Published by Headline on 26th September 2013
Akhenaten the Sun-Pharaoh presides over Egypt…until the day he casts off his crown and mysteriously disappears into the desert, his legacy seemingly swallowed up by the sands beneath the Great Pyramids of Giza.
A British soldier serving in the Sudan stumbles upon a submerged temple containing drawings of a terrifying god fed by human sacrifice. The soldier is on a mission to reach General Gordon before Khartoum falls. But he hides a secret of his own.
Jack Howard and his team are excavating an incredible underwater site, but dark forces watch to see what they will find. Diving into the Nile, they enter a world three thousand years backing history, inhabited by a people who have sworn to guard the greatest secret of all time…

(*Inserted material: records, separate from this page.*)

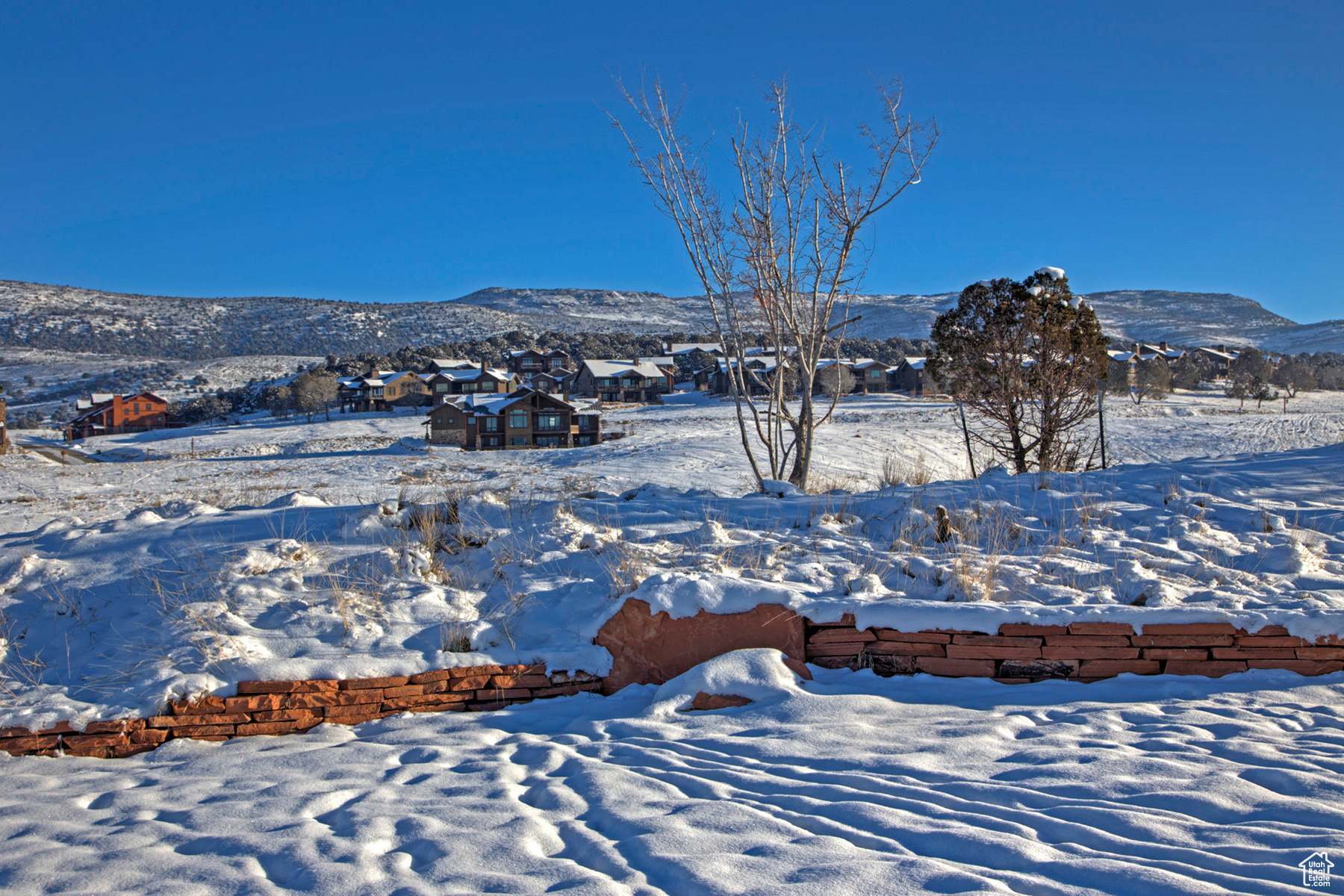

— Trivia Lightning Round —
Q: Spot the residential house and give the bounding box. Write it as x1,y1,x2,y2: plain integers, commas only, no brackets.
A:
425,387,602,451
504,348,574,383
662,343,727,358
850,358,892,393
694,355,780,395
336,371,429,414
1139,343,1186,364
574,358,673,405
426,361,519,405
527,371,578,395
812,358,886,395
1195,345,1236,376
429,358,477,373
66,392,172,441
887,356,941,398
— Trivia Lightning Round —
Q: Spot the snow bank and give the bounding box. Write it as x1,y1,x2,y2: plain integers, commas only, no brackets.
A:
0,657,1344,896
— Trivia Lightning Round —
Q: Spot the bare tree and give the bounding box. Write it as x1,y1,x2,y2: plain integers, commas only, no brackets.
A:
290,371,336,423
612,81,938,488
1130,355,1172,405
817,361,857,399
924,267,1109,473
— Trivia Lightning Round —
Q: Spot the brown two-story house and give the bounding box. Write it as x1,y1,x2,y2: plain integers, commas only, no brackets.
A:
504,348,574,383
426,361,519,405
425,388,602,451
66,392,171,441
574,358,672,405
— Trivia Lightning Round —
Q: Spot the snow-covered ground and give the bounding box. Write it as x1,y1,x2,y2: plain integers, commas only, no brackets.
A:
0,393,1344,893
0,393,1344,728
0,652,1344,896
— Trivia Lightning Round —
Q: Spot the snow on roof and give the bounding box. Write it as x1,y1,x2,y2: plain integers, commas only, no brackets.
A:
434,367,514,382
583,360,664,379
668,343,723,355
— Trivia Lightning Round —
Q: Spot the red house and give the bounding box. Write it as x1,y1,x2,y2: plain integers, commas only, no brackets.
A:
66,392,168,441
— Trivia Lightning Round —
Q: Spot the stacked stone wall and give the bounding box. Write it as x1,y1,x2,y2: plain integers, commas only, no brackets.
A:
806,617,1344,682
0,665,602,758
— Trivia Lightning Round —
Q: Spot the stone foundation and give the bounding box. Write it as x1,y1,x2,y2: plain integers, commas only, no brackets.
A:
0,599,1344,758
806,617,1344,684
0,666,602,758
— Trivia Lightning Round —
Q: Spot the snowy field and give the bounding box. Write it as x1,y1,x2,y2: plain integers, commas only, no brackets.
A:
0,393,1344,893
0,652,1344,896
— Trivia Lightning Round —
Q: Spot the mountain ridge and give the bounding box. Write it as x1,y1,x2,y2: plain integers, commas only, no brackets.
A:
0,281,1344,360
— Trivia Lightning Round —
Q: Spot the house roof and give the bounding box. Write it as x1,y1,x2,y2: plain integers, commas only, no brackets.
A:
583,360,664,379
667,343,723,355
432,367,514,382
430,385,601,415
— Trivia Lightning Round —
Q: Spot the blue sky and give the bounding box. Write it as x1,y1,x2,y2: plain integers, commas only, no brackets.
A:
0,0,1344,323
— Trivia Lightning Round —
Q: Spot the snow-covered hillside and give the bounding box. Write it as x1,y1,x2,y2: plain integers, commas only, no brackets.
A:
0,392,1344,896
0,393,1344,727
0,652,1344,896
0,281,1344,358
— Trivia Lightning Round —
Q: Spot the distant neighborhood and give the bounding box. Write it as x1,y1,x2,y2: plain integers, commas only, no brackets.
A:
0,333,1322,450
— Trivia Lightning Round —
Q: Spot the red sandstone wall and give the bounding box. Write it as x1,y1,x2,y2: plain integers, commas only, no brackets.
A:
0,666,602,758
594,598,803,693
10,600,1344,758
806,617,1344,682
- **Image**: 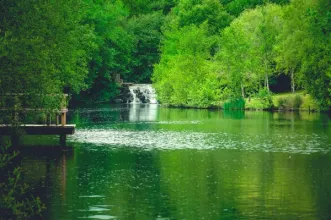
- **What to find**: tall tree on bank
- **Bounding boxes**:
[217,4,283,97]
[276,0,331,108]
[152,24,219,107]
[0,0,94,117]
[74,0,133,102]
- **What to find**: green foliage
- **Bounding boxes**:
[276,0,331,108]
[216,4,282,97]
[123,11,165,82]
[173,0,233,35]
[0,144,45,219]
[223,98,245,110]
[0,0,93,109]
[292,94,303,109]
[257,88,274,109]
[152,24,219,107]
[74,0,133,102]
[278,94,303,109]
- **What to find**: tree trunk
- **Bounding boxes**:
[291,68,295,93]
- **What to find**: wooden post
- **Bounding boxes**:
[11,135,20,147]
[60,134,67,147]
[46,113,52,126]
[61,112,67,127]
[55,113,60,125]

David Gibbins has written seven bestselling novels, and Pharaoh is his eighth. I love an adventure story, and anything about Egypt, so it seemed that this book would be a win-win choice. Having not read any of his previous novels, I didn’t know that the main character, Jack Howard, is an archaeological diver, which was an interesting premise. I don’t know anything about diving so I initially wondered if this book would suit me. The detail that Gibbins goes into is not so technical to be boring, but explanatory enough that I was immediately interested and could also imagine what it would have been like under the Nile exploring for treasure.
Pharaoh is split into three distinct parts, ancient Egypt, wartime in 1884 and the present day. The section on ancient Egypt immediately captivated me and I avidly turned the pages immersing myself in the reign of Akhenaten. Now, I’m not a great fan of wartime novels, but have to say that the parts where this was the primary focus were as captivating as the others and I soon found myself reading on to find out what the ending would be once the book concluded in the present day. Gibbins is sure to have found himself with another bestseller amongst his fans, and I’ll definitely be reading more of his previous work after this.